The next customers ended up bewildered by choice.  They had been to Anglesey Abbey, and fallen for the charms of the grove of white stemmed birches, which they had photographed.  Unfortunately the name they had latched on to was Jacquemontii.  When they discovered that there were several different named varieties of Betula utilis var. jacquemontii they became frozen with indecision.  We didn't have the straight species in stock anyway.  We had 'Grayswood Ghost', which has extra long catkins as well as the striking white bark, but having not seen catkins at Anglesey Abbey they didn't want them.  I don't know why not, given that they weren't being offered a choice between bark and catkins but the opportunity to have both, but they had a set idea of what their birch trees should look like, and catkins were not included.  They were very reluctant to believe that the brown stems of our young trees would turn to the glistening white they had admired, even after I had pointed out the white patches developing at the base of the trunk where it was thickest.  It was a pity not to have sold them some 'Grayswood Ghost' on the spot, but I expect they'll be back, when they've done some more reading up and adjusted to the idea that there are so many different sorts of white stemmed birch.

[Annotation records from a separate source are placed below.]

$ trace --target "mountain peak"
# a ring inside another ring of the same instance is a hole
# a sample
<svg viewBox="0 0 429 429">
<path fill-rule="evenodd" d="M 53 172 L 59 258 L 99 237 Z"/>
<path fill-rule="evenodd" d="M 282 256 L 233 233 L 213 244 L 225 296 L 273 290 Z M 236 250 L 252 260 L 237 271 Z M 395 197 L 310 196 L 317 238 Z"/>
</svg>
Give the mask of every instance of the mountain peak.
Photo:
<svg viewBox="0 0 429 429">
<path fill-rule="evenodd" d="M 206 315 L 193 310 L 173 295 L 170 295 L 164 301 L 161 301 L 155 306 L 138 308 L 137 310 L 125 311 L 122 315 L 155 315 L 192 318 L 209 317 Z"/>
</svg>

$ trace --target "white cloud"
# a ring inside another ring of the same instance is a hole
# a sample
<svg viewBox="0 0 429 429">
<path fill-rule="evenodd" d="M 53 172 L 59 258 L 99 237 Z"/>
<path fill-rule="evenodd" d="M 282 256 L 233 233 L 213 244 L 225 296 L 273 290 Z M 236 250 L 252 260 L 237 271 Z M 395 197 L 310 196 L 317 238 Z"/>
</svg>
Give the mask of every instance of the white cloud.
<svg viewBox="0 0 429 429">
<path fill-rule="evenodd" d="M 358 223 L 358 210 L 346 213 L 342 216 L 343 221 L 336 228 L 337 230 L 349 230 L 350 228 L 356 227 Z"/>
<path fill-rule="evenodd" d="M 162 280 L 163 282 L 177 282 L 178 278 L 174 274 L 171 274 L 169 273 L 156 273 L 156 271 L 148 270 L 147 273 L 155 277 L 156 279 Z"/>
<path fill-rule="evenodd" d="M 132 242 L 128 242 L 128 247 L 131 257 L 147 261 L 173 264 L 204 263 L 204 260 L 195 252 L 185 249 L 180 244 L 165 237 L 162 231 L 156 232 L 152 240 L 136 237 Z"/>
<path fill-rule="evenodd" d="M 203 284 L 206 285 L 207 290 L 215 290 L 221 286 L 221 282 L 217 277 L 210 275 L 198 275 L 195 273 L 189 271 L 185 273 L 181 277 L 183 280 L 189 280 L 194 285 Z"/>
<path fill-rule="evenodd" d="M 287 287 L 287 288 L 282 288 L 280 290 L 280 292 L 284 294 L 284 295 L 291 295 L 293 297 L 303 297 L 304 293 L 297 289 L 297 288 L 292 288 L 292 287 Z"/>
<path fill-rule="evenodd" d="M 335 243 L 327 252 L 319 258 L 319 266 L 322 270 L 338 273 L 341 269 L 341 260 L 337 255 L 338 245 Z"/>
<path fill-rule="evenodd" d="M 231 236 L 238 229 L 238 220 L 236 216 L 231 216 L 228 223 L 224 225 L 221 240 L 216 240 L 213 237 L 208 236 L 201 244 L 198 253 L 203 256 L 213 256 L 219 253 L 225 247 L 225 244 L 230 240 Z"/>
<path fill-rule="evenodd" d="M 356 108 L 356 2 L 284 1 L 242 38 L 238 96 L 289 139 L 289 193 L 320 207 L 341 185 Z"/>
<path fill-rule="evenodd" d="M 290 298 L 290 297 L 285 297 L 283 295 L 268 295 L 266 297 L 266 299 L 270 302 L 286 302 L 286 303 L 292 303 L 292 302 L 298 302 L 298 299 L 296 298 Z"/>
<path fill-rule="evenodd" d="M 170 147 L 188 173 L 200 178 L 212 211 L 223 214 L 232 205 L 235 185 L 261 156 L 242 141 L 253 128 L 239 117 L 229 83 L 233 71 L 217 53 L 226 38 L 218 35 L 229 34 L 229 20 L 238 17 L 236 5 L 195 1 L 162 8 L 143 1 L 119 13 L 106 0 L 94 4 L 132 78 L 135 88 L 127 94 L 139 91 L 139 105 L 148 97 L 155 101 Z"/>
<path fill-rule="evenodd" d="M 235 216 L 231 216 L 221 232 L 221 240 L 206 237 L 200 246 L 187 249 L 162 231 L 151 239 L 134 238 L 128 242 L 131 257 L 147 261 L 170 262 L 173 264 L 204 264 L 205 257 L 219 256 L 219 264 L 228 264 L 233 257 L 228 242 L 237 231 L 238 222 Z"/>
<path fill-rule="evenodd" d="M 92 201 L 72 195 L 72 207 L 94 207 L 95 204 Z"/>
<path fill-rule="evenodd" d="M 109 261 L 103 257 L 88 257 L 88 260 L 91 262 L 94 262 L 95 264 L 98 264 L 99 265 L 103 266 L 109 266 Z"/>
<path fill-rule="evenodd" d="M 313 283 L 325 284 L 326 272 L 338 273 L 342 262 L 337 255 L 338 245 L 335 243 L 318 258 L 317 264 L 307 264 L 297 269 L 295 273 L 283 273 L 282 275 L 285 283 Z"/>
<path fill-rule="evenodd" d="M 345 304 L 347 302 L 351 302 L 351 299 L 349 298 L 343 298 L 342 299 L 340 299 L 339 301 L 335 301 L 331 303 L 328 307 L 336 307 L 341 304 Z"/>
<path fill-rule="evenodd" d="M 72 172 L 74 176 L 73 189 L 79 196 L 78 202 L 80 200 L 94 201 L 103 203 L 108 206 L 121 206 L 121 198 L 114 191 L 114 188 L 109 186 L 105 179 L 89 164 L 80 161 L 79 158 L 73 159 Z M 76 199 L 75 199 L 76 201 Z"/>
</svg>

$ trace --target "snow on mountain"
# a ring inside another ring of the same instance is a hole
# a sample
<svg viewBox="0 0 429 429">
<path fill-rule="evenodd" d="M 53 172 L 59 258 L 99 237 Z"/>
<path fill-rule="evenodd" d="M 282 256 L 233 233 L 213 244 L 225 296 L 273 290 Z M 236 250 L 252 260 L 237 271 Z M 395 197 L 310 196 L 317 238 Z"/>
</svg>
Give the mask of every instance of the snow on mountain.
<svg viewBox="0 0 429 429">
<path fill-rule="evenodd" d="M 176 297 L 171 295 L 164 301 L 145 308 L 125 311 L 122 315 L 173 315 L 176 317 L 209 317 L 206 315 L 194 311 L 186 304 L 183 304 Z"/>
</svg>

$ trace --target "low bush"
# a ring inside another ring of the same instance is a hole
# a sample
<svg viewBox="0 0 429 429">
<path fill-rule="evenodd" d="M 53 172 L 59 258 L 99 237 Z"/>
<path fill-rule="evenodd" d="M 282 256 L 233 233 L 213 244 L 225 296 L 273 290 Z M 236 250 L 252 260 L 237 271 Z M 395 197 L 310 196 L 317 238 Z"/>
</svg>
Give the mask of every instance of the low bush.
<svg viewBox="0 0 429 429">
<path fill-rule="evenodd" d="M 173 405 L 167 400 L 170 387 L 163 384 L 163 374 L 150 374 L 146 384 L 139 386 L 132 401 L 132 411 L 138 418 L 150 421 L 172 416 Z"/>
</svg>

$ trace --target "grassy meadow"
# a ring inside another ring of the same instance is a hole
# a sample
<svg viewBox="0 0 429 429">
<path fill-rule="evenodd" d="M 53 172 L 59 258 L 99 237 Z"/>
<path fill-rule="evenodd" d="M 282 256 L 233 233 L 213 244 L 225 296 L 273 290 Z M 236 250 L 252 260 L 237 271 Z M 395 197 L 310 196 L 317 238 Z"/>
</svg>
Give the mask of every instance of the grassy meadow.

Then we went on with the stock take in the shop.  This is a job of such awful, mind-numbing tedium that if you let yourself think about how boring it really is you would lie down on the ground and refuse to open your eyes, or start howling like a distressed inmate of the Battersea Dogs' Home.  The whole thing ought to be done using bar codes, on an electronic tablet, instead of by hunting manually through about 80 pages of printout of an excel spreadsheet for something that fits the description and price of each stock item.  The spreadsheets are in no discernable order, and the things in the shop are artistically dotted around all over the place.  Still, I've only got one day of that left to go, and then by Monday week they must have finished.

It got very cold later on.  My colleagues at 4.00pm asked if anybody should stay late.  I said firmly that I didn't think so.  Nobody was going to come now.  When I got into my car the thermometer read one degree.